I removed the -d9 and -g switches from /etc/conf.d/named file because they are nonsense for something that should run silently as a service.

Anyway, the script keeps saying nothing, exiting after 1 second or so, leaving nothing behind (logs or something.)

----------

## Chris W

My first observation is that you using an ebuild marked unstable/experimental on most platforms (stable on ppc and ppc64 only at time of writing).  You don't specify the platform but if you are not using either of the stable platforms you should consider downgrading.

Other things to check:Does the script indicate a failed start [!!] or an OK start [OK]?

You say the script doesn't leave logs, but does it leave a named process running?  

The init.d script sources /etc/conf.d/named - have you set anything in this file?

Are you trying to run in a chroot jail - have you set this up?

Does /var/bind exist?  Is it owned and writable by named:named?

Does /var/run/named exist? Is it owned and writable by named:named?  This is where the pid file will appear.

Does /etc/init.d/named match the file /usr/portage/net-dns/files/named.rc6?

----------

## woe

 *Chris W wrote:*   

> Does the script indicate a failed start [!!] or an OK start [OK]?
> 
> You say the script doesn't leave logs, but does it leave a named process running?  
> 
> The init.d script sources /etc/conf.d/named - have you set anything in this file?
> ...

 

In order:

 The script doesn't indicate anything, neither [!!] or [OK].

 No named process left behind (nothing listening on 53/953 thanks to netstat, and nothing at all thanks to ps auxw | grep named)
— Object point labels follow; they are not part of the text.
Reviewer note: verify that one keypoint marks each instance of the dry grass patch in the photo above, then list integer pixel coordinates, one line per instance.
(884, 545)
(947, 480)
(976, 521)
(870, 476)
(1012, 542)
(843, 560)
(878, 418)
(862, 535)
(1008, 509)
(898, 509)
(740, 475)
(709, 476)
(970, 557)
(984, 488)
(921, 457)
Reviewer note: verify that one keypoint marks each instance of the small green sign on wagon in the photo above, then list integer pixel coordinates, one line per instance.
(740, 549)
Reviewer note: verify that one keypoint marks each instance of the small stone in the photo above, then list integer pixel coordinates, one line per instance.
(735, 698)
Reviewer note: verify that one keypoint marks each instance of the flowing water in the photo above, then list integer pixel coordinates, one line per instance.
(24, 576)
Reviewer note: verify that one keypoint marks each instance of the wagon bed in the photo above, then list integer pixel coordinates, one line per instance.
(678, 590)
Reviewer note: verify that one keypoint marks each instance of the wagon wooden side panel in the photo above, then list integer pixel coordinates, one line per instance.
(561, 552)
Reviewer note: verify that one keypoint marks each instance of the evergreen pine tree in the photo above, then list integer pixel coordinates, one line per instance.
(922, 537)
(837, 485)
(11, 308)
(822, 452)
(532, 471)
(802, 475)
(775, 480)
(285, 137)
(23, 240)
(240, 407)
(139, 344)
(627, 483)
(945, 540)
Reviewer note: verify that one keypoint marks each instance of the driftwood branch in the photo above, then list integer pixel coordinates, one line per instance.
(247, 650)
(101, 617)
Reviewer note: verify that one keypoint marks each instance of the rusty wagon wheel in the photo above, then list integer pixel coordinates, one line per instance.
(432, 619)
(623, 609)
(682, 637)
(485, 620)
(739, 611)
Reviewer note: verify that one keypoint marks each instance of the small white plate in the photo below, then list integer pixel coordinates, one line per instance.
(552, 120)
 In /etc/conf.d/named, I've added some flags in OPTIONS variable, which are "-c /etc/bind/named.conf -u named" - those seems to be the default, but it was to be sure.

 No, I'm not trying to run in a chroot jail, nothing was set up to do this.

 /var/bind exists and is owned by named:named

 /var/run/bind exists and is owned by named:named, writable for the owner. No PID file in there anyway.

 No it wasn't matching, because I changed some things in the previous one, trying to trap errors. I didn't succeed anyway. Reverted my /etc/init.d/named script to the /usr/portage/net-dns/bind/files/named.rc6 script haven't changed anything to the problem.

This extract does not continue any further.